Jorge intentaba serenarse: una vez pasado Madrid, apenas media hora le separaría del tan deseado encuentro con Isabel. Había desterrado su móvil al fondo de la cartera, no quería tocarlo más. Su enfermiza obsesión de consultarlo cada segundo había minado la tan codiciada batería. Debía conservarlo… por si algo se torcía y lo llegaba a necesitar… Era el primer pensamiento que le venía a la cabeza. Pero en el fondo, temía no encontrar rastro de Isabel. ¿Marchaba todo bien entre ellos? Sí… ¿no?

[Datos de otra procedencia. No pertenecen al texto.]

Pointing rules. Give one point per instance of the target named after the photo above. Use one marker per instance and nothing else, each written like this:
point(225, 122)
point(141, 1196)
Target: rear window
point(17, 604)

Sacudió la cabeza e involuntariamente chasqueó la lengua. Si estaba en aquel tren es que la cosa iba bien. Se querían. A pesar de los ríos, las montañas, los bosques y las ciudades de cemento que los separaban. Jorge suspiró y sus ojos se dejaron llevar hacia la mochila otra vez. En el camino, corrigió la trayectoria a tiempo y miró más allá de la ventanilla, donde las imágenes parecían ralentizarse con la cadencia parsimoniosa de los trenes que llegan a una estación con parada y no es la tuya. Un AVE parecía calentar motores enfrente. Es difícil aguantar una mirada desconocida, pero Jorge aguantó aquella. Y era penetrante. En otro tiempo, en otro mundo, en otro viaje aquello no habría importado. En este, importó.